And it was because of that tragedy that David had fled into this secluded hospital with Juliet, whom he had fallen in love with just a week earlier. It seemed like quite a coincidence, two complete strangers falling in love after one had saved the other from the apocalypse. Like something from one of the many novels David had tried to write when he was young.
He wondered often what had happened to the former U.S. government, or for that matter any of the men who had played a part in trying to save the world. No one was quite so sure, but there were rumors that at least one of them was still alive. Hopeful rumors with no real truth behind them, but David entertained them anyway.

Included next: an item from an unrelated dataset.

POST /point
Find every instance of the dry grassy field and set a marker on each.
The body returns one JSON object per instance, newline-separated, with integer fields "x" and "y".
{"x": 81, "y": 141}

If anyone, he hoped it would be Slogan. John was a great man and a brilliant mind, but there really was no hope there; no one can survive being shot down at twenty thousand feet in the air. And the president . . . everyone knew he was really only an icon. Arthur was the only one who could be of any real help now.
Even so, none of it really mattered, because even if there was some semblance of the old government left, they would be sat upon by the Centrals; crushed by the new league of power in the Afterlife era. And aside from that, Miri was what really mattered to David. Besides Juliet, whom he loved more than life, she was the most important person in the world to him. If she was alive.
For the three or so days that they were together before the disaster, David and Miri had joined the federal government in a plot to stop a terrorist. When David looked back on it, it was all a bit absurd. How had his professor, who didn’t even believe in violence, become the usher of the apocalypse?
It didn’t really matter anymore. The really crucial thing here was that they had done it. The brother and sister from Methane Missouri⎯a stupid nickname they had invented for their home state⎯had convinced an entire nation of the most absurd idea in the history of absurdity: that a college professor would invent the weapon they all knew was bound to come sooner or later. The thing they couldn’t do was stop it. Maybe they could have if they hadn’t been so outnumbered.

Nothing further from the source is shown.